Craft a Compelling Cover Letter: Your cover letter is your chance to shine! Use it to explain why you’re passionate about data engineering and how your background aligns with our needs. Be specific about your experience with data governance and quality, as these are key for us.
Showcase Your Attention to Detail: Since we value attention to detail, make sure your application is free from typos and errors. Include clear documentation of your past work, like process diagrams or data contracts, to demonstrate your ability to create effective documentation.
Apply Through Our Website: We encourage you to apply through our website for the best chance of getting noticed. It’s super easy, and you’ll be able to upload all your documents in one go. Plus, it helps us keep track of your application!
How to prepare for a job interview at Stackstudio Digital Ltd.
✨Know Your Tech Inside Out
Make sure you brush up on your Python and SQL skills, as well as your experience with Databricks. Be ready to discuss specific projects where you've built production pipelines and how you tackled challenges along the way.
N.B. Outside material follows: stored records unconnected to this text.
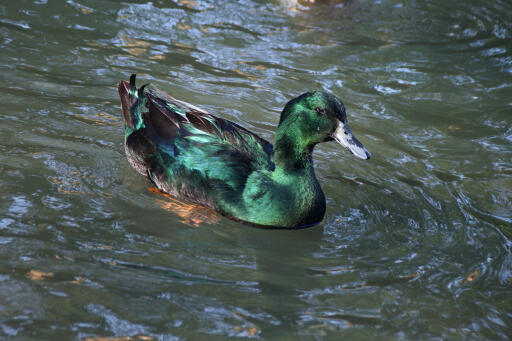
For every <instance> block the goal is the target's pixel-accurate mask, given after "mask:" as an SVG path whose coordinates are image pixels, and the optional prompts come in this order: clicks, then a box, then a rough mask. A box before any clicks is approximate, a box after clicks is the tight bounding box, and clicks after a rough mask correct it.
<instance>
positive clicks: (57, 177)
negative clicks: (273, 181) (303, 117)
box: [0, 0, 512, 340]
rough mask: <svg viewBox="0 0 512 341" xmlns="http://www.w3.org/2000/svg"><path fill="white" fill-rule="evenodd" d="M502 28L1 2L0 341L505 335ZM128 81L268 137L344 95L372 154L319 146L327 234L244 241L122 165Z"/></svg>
mask: <svg viewBox="0 0 512 341" xmlns="http://www.w3.org/2000/svg"><path fill="white" fill-rule="evenodd" d="M510 18H512V6H511V4H510V3H509V2H508V1H492V2H482V1H477V0H474V1H465V2H456V3H455V2H447V1H438V0H435V1H428V2H403V1H399V0H348V1H334V0H333V1H321V0H316V1H302V0H298V1H281V0H275V1H260V0H243V1H213V0H210V1H209V0H201V1H200V0H195V1H185V0H180V1H177V0H173V1H160V0H157V1H153V2H147V1H126V2H117V1H102V2H98V1H95V0H82V1H75V0H69V1H44V0H33V1H25V2H23V3H19V2H4V3H1V4H0V48H1V50H0V51H1V52H0V71H1V72H0V79H1V82H0V102H1V103H2V107H1V109H0V123H1V124H0V174H1V176H0V212H1V213H2V214H1V216H0V262H1V263H0V264H1V266H0V285H1V287H2V290H1V292H0V336H2V337H4V338H5V337H12V338H21V339H26V338H35V339H41V340H42V339H47V340H56V339H86V340H102V338H105V337H111V338H113V339H114V340H149V339H186V338H189V339H196V338H198V337H212V336H216V337H218V338H225V337H226V336H233V337H253V338H264V339H268V338H276V339H279V338H290V337H300V338H322V337H325V338H336V339H339V338H343V337H345V338H349V339H361V340H368V339H373V338H379V339H381V338H389V339H396V338H402V339H429V338H441V339H460V338H464V339H466V338H470V339H474V338H477V339H506V338H507V336H508V335H510V334H511V331H512V314H511V312H512V305H511V303H510V302H512V297H511V294H510V288H511V286H512V256H511V252H510V248H511V242H510V239H511V238H512V214H511V212H512V162H511V160H512V148H511V143H512V124H511V119H510V112H511V109H510V108H511V106H512V102H511V101H510V98H511V96H510V93H511V92H510V91H511V88H512V82H511V74H512V54H511V51H512V44H511V41H512V40H511V32H512V22H511V20H510ZM131 73H137V74H138V77H139V78H140V79H141V81H145V82H150V83H151V84H152V85H154V86H156V87H158V88H160V89H161V90H164V91H166V92H169V93H170V94H172V95H173V96H175V97H178V98H182V99H183V100H185V101H187V102H191V103H195V104H197V105H199V106H201V107H204V108H205V109H207V110H209V111H211V112H213V113H216V114H218V115H220V116H222V117H224V118H227V119H231V120H234V121H236V122H237V123H240V124H242V125H243V126H245V127H247V128H249V129H251V130H253V131H255V132H257V133H258V134H260V135H261V136H262V137H264V138H266V139H269V140H271V139H272V137H273V132H274V130H275V126H276V124H277V122H278V119H279V113H280V110H282V107H283V106H284V104H285V103H286V101H288V100H289V99H291V98H292V97H294V96H296V95H298V94H300V93H303V92H305V91H307V90H311V89H322V90H326V91H330V92H333V93H335V94H336V95H338V96H340V98H342V99H343V101H344V103H345V105H346V107H347V111H348V117H349V120H350V123H351V126H352V127H353V130H354V131H356V132H357V135H358V137H359V138H360V139H361V141H362V142H363V143H364V144H365V146H366V147H367V148H368V149H369V150H371V151H372V155H373V157H372V159H371V160H370V161H369V162H362V161H358V160H357V159H355V158H353V157H352V156H351V155H349V154H348V153H347V152H346V151H344V150H340V149H339V148H338V146H336V145H335V144H323V145H321V146H319V147H318V148H317V150H316V151H315V155H314V158H315V165H316V172H317V176H318V177H319V179H320V182H321V183H322V186H323V189H324V192H325V194H326V196H327V201H328V202H327V206H328V209H327V214H326V217H325V220H324V222H323V223H322V224H321V225H319V226H316V227H314V228H310V229H306V230H301V231H274V230H273V231H268V230H260V229H255V228H251V227H248V226H245V225H240V224H238V223H236V222H233V221H230V220H227V219H225V218H222V217H220V216H218V215H217V214H215V213H214V212H210V211H208V210H205V209H202V208H198V207H196V206H193V205H192V206H190V205H188V204H185V203H180V202H177V201H175V200H174V199H173V198H170V197H165V196H162V195H160V194H159V193H155V191H151V190H150V191H148V186H151V184H150V183H148V182H147V180H146V179H144V177H141V176H140V175H139V174H137V173H136V172H135V171H134V170H133V169H132V168H131V167H130V166H129V164H128V163H127V161H126V159H125V156H124V149H123V144H122V143H123V141H122V139H123V133H122V120H121V113H120V107H119V99H118V96H117V93H116V84H117V82H118V81H119V80H121V79H126V78H127V77H128V76H129V75H130V74H131ZM191 226H193V227H195V226H199V228H190V227H191Z"/></svg>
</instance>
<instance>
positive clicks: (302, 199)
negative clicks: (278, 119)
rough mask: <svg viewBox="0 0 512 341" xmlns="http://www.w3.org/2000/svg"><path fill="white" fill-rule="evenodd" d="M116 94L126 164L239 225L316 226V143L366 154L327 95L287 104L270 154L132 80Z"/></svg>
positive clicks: (318, 211) (177, 196) (322, 211)
mask: <svg viewBox="0 0 512 341" xmlns="http://www.w3.org/2000/svg"><path fill="white" fill-rule="evenodd" d="M118 89H119V95H120V97H121V104H122V110H123V116H124V119H125V121H126V125H125V137H126V139H125V150H126V155H127V157H128V160H129V161H130V163H131V164H132V166H133V167H134V168H135V169H136V170H137V171H138V172H139V173H141V174H143V175H145V176H147V177H148V178H149V179H150V180H151V181H152V182H153V183H154V184H155V185H156V186H157V187H158V188H159V189H160V190H161V191H164V192H167V193H169V194H171V195H173V196H175V197H177V198H180V199H184V200H188V201H191V202H195V203H199V204H201V205H204V206H207V207H210V208H213V209H215V210H217V211H219V212H221V213H222V214H224V215H226V216H228V217H231V218H235V219H237V220H241V221H245V222H249V223H252V224H256V225H263V226H272V227H289V228H291V227H303V226H305V225H311V224H315V223H318V222H319V221H321V219H322V218H323V215H324V212H325V198H324V195H323V192H322V190H321V188H320V185H319V184H318V181H317V180H316V177H315V174H314V170H313V163H312V158H311V153H312V151H313V147H314V145H315V144H316V143H318V142H323V141H329V140H332V139H336V140H338V141H339V142H341V143H342V144H344V145H345V146H346V147H347V148H349V150H351V151H352V152H353V153H355V154H356V155H358V156H360V157H362V158H368V157H369V153H368V152H367V151H366V149H364V147H362V145H361V144H360V143H359V142H358V141H357V140H356V139H355V138H354V137H353V136H352V134H351V133H350V130H349V129H348V126H347V125H346V114H345V108H344V107H343V104H342V103H341V102H340V101H339V100H338V99H336V97H334V96H333V95H330V94H327V93H323V92H312V93H306V94H304V95H301V96H299V97H298V98H296V99H294V100H292V101H290V102H289V103H288V104H287V105H286V106H285V109H284V110H283V113H282V114H281V120H280V123H279V127H278V130H277V132H276V144H275V150H274V147H273V146H272V144H270V143H269V142H267V141H266V140H264V139H262V138H260V137H259V136H257V135H256V134H254V133H252V132H250V131H249V130H247V129H245V128H243V127H241V126H239V125H237V124H235V123H233V122H230V121H228V120H225V119H222V118H219V117H216V116H214V115H211V114H209V113H207V112H205V111H203V110H201V109H199V108H197V107H195V106H193V105H191V104H188V103H185V102H183V101H180V100H177V99H175V98H173V97H170V96H168V95H166V94H164V93H162V92H160V91H158V90H145V88H144V86H142V87H140V88H139V89H137V88H136V86H135V75H132V76H131V77H130V82H129V83H128V82H126V81H121V82H120V83H119V86H118ZM342 131H343V132H342ZM344 133H347V134H344ZM348 133H350V134H348ZM344 140H346V141H344Z"/></svg>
✨Showcase Your Documentation Skills
Since attention to detail is key for this role, prepare examples of your documentation work. Bring along process diagrams or data contracts you've created, and be ready to explain how they contributed to project success.
✨Understand Data Governance
Familiarise yourself with data governance principles, especially around Unity Catalog. Be prepared to discuss how you've enforced data quality and security in past roles, and how you would approach these tasks in the new position.
✨Collaborate Like a Pro
This role involves working closely with various stakeholders. Think of examples where you've successfully collaborated with product owners, managers, or IT teams to deliver data solutions. Highlight your communication skills and how you translate technical requirements into actionable tasks.